Film Değerlendirme Yazısı: Kevin Hakkında Konuşmalıyız
Yazar Dilara Devecioğlu • Psikolog • 7 Haziran 2022 • Yorumlar:
Film, genel bakışta bir aile hikâyesi fakat odak noktasında bir anne ve oğlunun acıklı birlikteliğini işliyor. Eva (anne) için zorlu bir hamilelik süreci ve beraberinde hiç de kolay büyümeyen bir çocuğun sorumluluğu, hayat boyu sırtlanmak zorunda olduğu bir yük haline gelmiştir. Doğumdan önceki Eva, özgür ruhlu, başarı ve kariyer odaklı, güçlü bir kadın imajı çizmektedir. Doğurmaya karar verip de tüm düzeni değişince olanlar olur.

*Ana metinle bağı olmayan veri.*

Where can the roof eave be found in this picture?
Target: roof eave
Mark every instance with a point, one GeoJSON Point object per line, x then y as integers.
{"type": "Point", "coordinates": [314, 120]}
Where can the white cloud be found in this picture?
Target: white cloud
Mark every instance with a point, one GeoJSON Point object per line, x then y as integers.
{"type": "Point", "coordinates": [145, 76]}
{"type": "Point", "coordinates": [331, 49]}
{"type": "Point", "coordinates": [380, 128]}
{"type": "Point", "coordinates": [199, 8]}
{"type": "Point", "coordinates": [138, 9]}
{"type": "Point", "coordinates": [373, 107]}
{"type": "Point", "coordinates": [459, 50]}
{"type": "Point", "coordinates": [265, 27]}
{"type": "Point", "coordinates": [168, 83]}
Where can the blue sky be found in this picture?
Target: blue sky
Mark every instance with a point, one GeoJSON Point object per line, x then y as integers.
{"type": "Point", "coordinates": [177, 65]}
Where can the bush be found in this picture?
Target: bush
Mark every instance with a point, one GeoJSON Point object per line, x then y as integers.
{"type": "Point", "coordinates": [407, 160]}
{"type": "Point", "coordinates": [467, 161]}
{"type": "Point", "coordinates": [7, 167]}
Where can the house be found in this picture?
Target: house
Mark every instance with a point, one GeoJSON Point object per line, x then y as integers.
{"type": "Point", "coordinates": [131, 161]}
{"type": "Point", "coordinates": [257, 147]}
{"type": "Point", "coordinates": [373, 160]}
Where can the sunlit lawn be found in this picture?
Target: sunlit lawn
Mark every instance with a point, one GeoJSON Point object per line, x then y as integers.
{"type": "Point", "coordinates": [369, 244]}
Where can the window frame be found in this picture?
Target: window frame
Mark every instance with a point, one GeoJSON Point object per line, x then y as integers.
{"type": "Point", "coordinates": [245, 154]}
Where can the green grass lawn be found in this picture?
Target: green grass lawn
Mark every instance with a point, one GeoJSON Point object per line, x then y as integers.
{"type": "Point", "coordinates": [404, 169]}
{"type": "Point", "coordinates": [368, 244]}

Kevin (erkek çocuk), küçük yaştan itibaren güçlükle büyütülen, annesi için anlaşılması zor tavırlar sergileyen, huysuz ve uyumsuz bir çocuk olmuştur. Anneyle iletişiminde künt ve soğuk bir hal içerisinde, iletişime kapalı, komutları dikkate almaz ve şaşırtıcıdır, hiçbir patoloji içermeksizin bu davranışları devam ettirir. Filmin gidişatında bu yanılsamanın sebepleri bir bir açığa çıkmaktadır. Kevin’in babasıyla gayet sağlıklı bir iletişim kuruyor olması, belki de anneyle yaşadıkları gerilimin dozunu biraz olsun yavaşlatmıştır diyebiliriz. Elbette, yaşananların tek sorumlusu Kevin’mış gibi aktarmak doğru olmaz. Yönetmen, bu tip anları yakalamak için fırsatlar sunuyor. Eva’nın çok bunaldığı sırada çocuğuna, ‘’Küçük Kevin doğmadan önce annesi mutluydu.’’ diyerek karşılık vermesini hayretle izledim. Henüz algısının tam yerleşmediğini düşünerek belki, böylesi talihsiz bir yorum, kim bilir Kevin için ne kadar yaralayıcı olmuştur. Dışarıdan bakan bir göz olarak, bu cümlenin hayat boyu Kevin’in zihninde dönüp durduğunu düşündüm. Gecikmiş ve sorunlu tuvalet eğitimi süreci, her ikisi için de yıpratıcı görünüyordu. Kevin’in anneden aldığı ilk fiziksel darbe, film akışında ilerleyen zamanlarda gösterildiği şekliyle yıllar sonra bile unutmadığı, bu aşamada gelmiştir. Psikopatolojik açıdan düşündüğümüzde, psikoseksüel dönemlerdeki takılma, ilerleyen yaşlarda çok çeşitli problemlere kaynaklık edebilir. Anne-babanın baskıcı ve denetleyiciliği aşırıya kaçırması, çocuğun bu dönemde ciddi sorun yaşamasına sebep olabilir. İşte bu gibi sebeplerle, film sonunda beliren ‘’canavar’’ın, öyküyü tek başına yazmadığı anlaşılmaktadır. Anne ve babanın çocuğun fiziksel ve ruhsal gelişiminde, kişilik ve karakter yapısının şekillenmesinde ne denli önemli rol oynadığı aşikârdır.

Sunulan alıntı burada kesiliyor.